L’abondance et la diversité de cet écosystème industriel rend le marché chinois de la « watture » très hautement concurrentiel, en étant tout à la fois irrigué par des milliards de yuans d’investissements et dopé par des innovations technologiques se succédant à un rythme soutenu. Un environnement difficile mais qui permet d’acquérir un précieux savoir-faire, désormais inégalé, en matière de batteries (autonomie, temps de recharge, sécurité, résistance au froid, durée de vie, recyclage…) ou d’assistance à la conduite. Nombre de ces protagonistes vont disparaître au terme d’une sélection darwinienne mais les firmes parvenant à survivre à cet implacable compétition sont taillées pour partir à la conquête du monde.

Après avoir pris l’ascendant sur le marché chinois (désormais le 1er au monde avec 23 millions de véhicules vendus en 2022, dont un bon quart d’électriques ou d’hybrides,  contre seulement 13 aux Etats-Unis) ; profité du retrait occidental de Russie, s’être imposé chez divers émergents (latino-américains comme le Mexique et le Chili ou pétromonarchies comme l’Arabie saoudite et les EAU) mais aussi conquis les principaux marchés de la VE en Asie du Sud-Est (dont le très dynamique marché thaïlandais), les constructeurs chinois de VE, BYD en tête, entendent se lancer à l’assaut des marchés européens. La manœuvre, évoquée déjà lors du dernier salon de l’automobile de Paris, a été de nouveau réaffirmée avec netteté ces derniers jours par les firmes chinoises présentes en force, début septembre, au salon de la mobilité de Munich, en plein cœur de l’empire industriel automobile allemand.

Comme souvent, les Chinois ont testé leur stratégie depuis quelques années sur une zone limitée afin d’identifier les points sensibles à travailler pour accroître leur efficience. Le pays test retenu pour cette répétition préliminaire est depuis 2020 la Norvège qui possède actuellement le marché de la VE le plus dynamique d’Europe. Fréquence des flux logistiques Chine / Europe, faisabilité et ponctualité des liaisons maritimes entre Shanghai et Drammen (le principal port roulier norvégien, à une quarantaine de km d’Oslo), évaluation des infrastructures portuaires pour le débarquement et le stockage des véhicules, partenariat avec des réseaux de distribution locaux, stratégie marketing, politique commerciale, relations clients ont été testés grandeur nature et validés, afin d’être généralisés au reste du Vieux Continent. Certes, les firmes chinoises doivent encore surmonter un manque de notoriété et des a-priori négatifs de la part des consommateurs européens en matière de fiabilité et d’efficacité de leurs réseaux logistiques et de maintenance. Mais campagnes de publicité; mise en valeur de l’excellence des résultats aux tests techniques; avancées technologiques réelles sur les constructeurs européens et vraisemblablement guerre tarifaire implacable, déjà lancée sur le marché chinois depuis l’automne 2022, devraient aboutir à combler ces lacunes, reformater le marché (les VE chinoises ne représentant que 8% des ventes en Europe au cours du 1er semestre 2023) et ébranler en profondeur les rapports de force commerciaux dans ce secteur. Une spectaculaire redistribution des parts de marché est à attendre sur la période 2025 /2030. Et pas réellement au profit des constructeurs européens.

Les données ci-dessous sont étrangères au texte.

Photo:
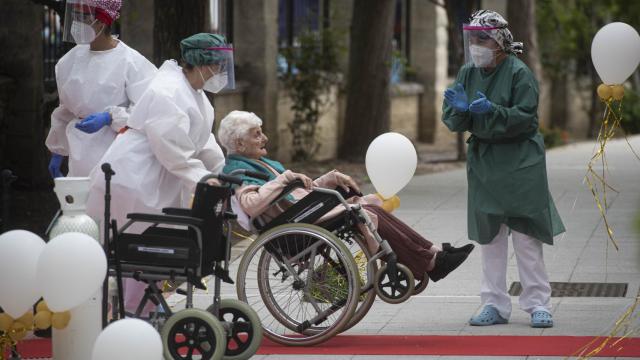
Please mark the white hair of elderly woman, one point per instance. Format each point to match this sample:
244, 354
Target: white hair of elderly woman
235, 126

SUVs TANG de BYD en attente d’embarquement dans un port chinois.

Les Chinois pourraient, en outre, tirer profit des divergences perceptibles parmi les constructeurs européens, tout particulièrement entre Allemands (très dépendants du marché chinois et avides de coopérations avec les étoiles montantes issues de l’Empire du Milieu) et Français (en posture défensive après avoir raté quelques « rendez-vous » technologiques ou commerciaux). Ces divergences d’intérêt devraient relancer l’éternel débat interne au sein de l’Union entre partisans de l’introduction de mesures protectionnistes  et tenants des valeurs libre-échangistes, dominants au sein de la Commission et dans bon nombre de pays membres de l’UE, au risque de servir « d’idiots utiles » au service de l’expansionnisme commercial chinois.

Face à des concurrents européens divisés, en retard technologiquement et en panne d’inspiration, BYD apparait comme une redoutable machine de guerre bien rodée, dont la force de frappe est portée par une intégration verticale optimisée. La firme chinoise, qui a débuté son activité en 1995 dans le secteur des batteries électriques et ne s’est positionnée sur le créneau de l’automobile que depuis 2003, possède ses propres mines d’où sont extraits terres rares et minerais critiques nécessaires à la production de ses propres batteries ;  élabore et fabrique ses propres microprocesseurs dont sont désormais bourrés tout véhicule moderne, les puces made in BYD étant même revendues à de nombreux autres utilisateurs bien au-delà du secteur automobile. Le futur N°1 de  l’automobile mondial s’avère ainsi un conglomérat actif dans le secteur extractif, énergétique et électronique mais aussi dans le transport maritime. Pour accompagner son offensive européenne BYD a entrepris de se doter de sa propre flotte de car-carriers (pure car/truck carriers / PCTCs) aux caractéristiques toujours plus performantes et au design avant-gardiste afin de maîtriser ses coût de transport et ses délais de livraison à destination des marchés européens, sans dépendre de tiers.

Face à ce géant qui compte prochainement implanter des usines en Europe, les constructeurs européens semblent condamnés à l’horizon 2035 à un destin funeste :

  • la disparition (loi de jungle économique oblige, du fait d’être trop cher, trop en retard technologiquement, trop rétif à l’évolution et trop lent à se réorganiser et à se réinventer) ;
  • la survie en se positionnant sur un marché de niches très ciblées (et haut de gamme) ou sous perfusion, en étant protégés par des subventions publiques et de mesures protectionnistes plus ou moins affichées (mais les rendant totalement inaptes à la compétition mondiale hors de leur bulle sécurisée);
  • ou le déclassement dans la chaîne des valeurs en étant ravalés au rang de simple assembleur et de sous-traitant des géants chinois maîtrisant aux meilleurs coûts les technologies du futur de la mobilité électrique et des diverses déclinaisons de la mobilité verte.

Alors que la réindustrialisation constitue le nouveau mantra de l’Exécutif français, celle-ci semble devoir se faire en passant sous les fourches caudines d’opérateurs industriels asiatiques ou américains, les acteurs hexagonaux du secteur automobile parvenant difficilement à s’adapter aux exigences et contraintes qui se profilent à l’horizon 2035 et faute d’avoir su penser l’avenir.